Sigma-2 ligands induce apoptosis, autophagy and cell-cycle impairment. These pathways are inter-related. Autophagy and cell-cycle arrest are known adaptive responses of cells to toxic insults (Clarke and Allan, 2009; Wyllie, 2010). Cells can remove the misfolded proteins and damaged organelles by autophagy. Cells can also activate cell-cycle checkpoints, which provide an opportunity to repair the damage. It is possible that upon sigma-2 ligand treatment, cells initiate autophagy and cell-cycle arrest to protect themselves from the toxic effects of the ligands. After these mechanisms fail to rescue the cells, they switch to facilitate cell death. Understanding the turning points where adaptive responses become contributors to toxicity is important for designing effective cancer therapeutic interventions. The PI3K/Akt/mTOR pathway is well known as one of the key molecular switches between apoptosis and autophagy (Moretti et al, 2007; Wyllie, 2010; Li et al, 2011). Our data suggest that sigma-2 ligands increase autophagy and apoptosis by suppressing the mTOR pathway. In addition, recent studies have revealed that the cell-cycle components can be directly involved in apoptosis. It is reported that CDK1–cyclin B1 is a crucial regulator of not only mitosis but also apoptosis (Clarke and Allan, 2009).
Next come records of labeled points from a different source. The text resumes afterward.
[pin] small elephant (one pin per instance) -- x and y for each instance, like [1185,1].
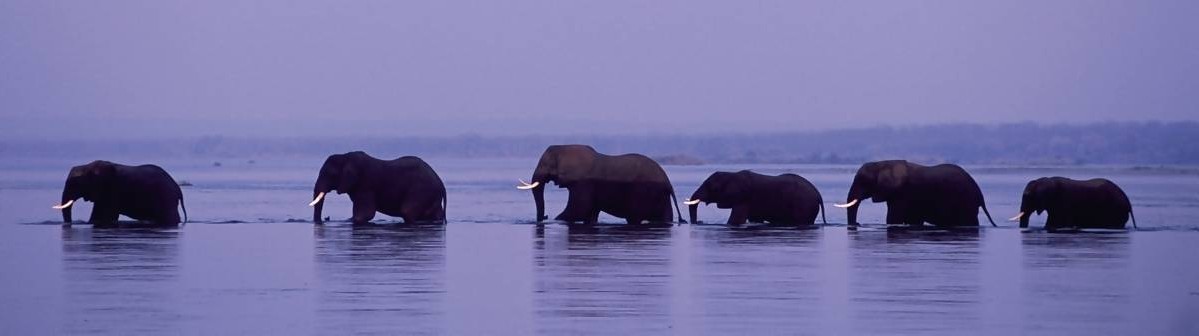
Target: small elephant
[404,187]
[630,186]
[1096,203]
[142,192]
[944,195]
[783,199]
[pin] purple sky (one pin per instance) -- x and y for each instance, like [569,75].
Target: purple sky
[149,69]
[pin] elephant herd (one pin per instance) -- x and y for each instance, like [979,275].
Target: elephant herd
[628,186]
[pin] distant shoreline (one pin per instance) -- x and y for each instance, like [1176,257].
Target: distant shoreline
[1148,144]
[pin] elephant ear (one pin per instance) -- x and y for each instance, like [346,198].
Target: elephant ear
[891,180]
[349,177]
[1052,195]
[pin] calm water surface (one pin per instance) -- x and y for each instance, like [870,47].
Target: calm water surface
[249,264]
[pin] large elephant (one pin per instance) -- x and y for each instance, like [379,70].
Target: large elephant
[404,187]
[1096,203]
[944,195]
[630,186]
[142,192]
[783,199]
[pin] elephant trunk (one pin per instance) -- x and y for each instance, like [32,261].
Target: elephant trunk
[66,211]
[855,199]
[317,208]
[692,209]
[538,197]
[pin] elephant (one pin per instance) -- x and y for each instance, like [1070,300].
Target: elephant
[783,199]
[143,192]
[943,196]
[1096,203]
[404,187]
[630,186]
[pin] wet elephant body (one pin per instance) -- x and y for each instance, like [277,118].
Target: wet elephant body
[1096,203]
[405,187]
[630,186]
[143,192]
[783,199]
[943,195]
Cyclin-dependent kinase-1–cyclin B1 phosphorylates the inhibitory site on caspase-9 (Thr125) during mitosis (Allan and Clarke, 2007). Phosphorylation of this site restrains caspase-9 activation and apoptosis. It is possible that the decrease in cyclin B1 upon treatment of the sigma-2 ligands reduces the phosphorylation level of caspase-9 at the inhibitory site and thus activates caspase-9 and apoptosis.
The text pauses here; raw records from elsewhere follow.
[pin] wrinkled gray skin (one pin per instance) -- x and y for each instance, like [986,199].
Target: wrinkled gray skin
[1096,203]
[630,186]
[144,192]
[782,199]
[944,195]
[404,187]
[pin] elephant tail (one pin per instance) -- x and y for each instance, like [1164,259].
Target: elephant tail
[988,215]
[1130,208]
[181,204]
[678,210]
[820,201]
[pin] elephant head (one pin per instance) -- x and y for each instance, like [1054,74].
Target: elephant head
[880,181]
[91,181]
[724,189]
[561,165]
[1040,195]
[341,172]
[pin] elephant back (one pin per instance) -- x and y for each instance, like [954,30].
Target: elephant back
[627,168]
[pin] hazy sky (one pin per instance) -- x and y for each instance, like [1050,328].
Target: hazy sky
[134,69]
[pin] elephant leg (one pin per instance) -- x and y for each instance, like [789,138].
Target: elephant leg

Previously we have shown that the sigma-2 fluorescent ligands rapidly internalise into cells and localise in the mitochondria, lysosomes, endoplasmic reticulum and plasma membranes (Zeng et al, 2007, 2011). It is possible that sigma-2 ligands trigger multiple signalling pathways by binding to sigma-2 receptors located in multiple cytoplasmic organelles and plasma membranes. For example, sigma-2 ligands may bind to mitochondria and damage their structure and function, as shown by mitochondrial swelling (Figure 4B and C), and trigger caspase-3-dependent or -independent apoptosis (Crawford and Bowen, 2002; Ostenfeld et al, 2005). Sigma-2 ligands may bind to lysosomes, and cause lysosomal leakage and cell death as demonstrated previously by Ostenfeld et al (2005). The damage to cytoplasmic organelles by sigma-2 ligands may trigger autophagy, which may have either a survival or a detrimental role depending on the structure of the drugs and the tumour cell type.
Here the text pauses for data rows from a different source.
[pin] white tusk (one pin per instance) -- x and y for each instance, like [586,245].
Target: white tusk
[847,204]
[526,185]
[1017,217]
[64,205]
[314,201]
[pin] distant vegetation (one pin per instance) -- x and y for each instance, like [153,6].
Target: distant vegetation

Positron emission tomography imaging in rodent (Mach et al, 2001a; Kawamura et al, 2003) and human studies (unpublished data) has demonstrated that sigma-2 ligands selectively target tumours in vivo. Sigma-2 receptor ligands have shown efficacy in various tumour cells using cell culture and animal models (Ostenfeld et al, 2005; Kashiwagi et al, 2007, 2009) by multiple signalling pathways. These characteristics make sigma-2 ligands promising chemotherapeutic drugs for treating a variety of tumours.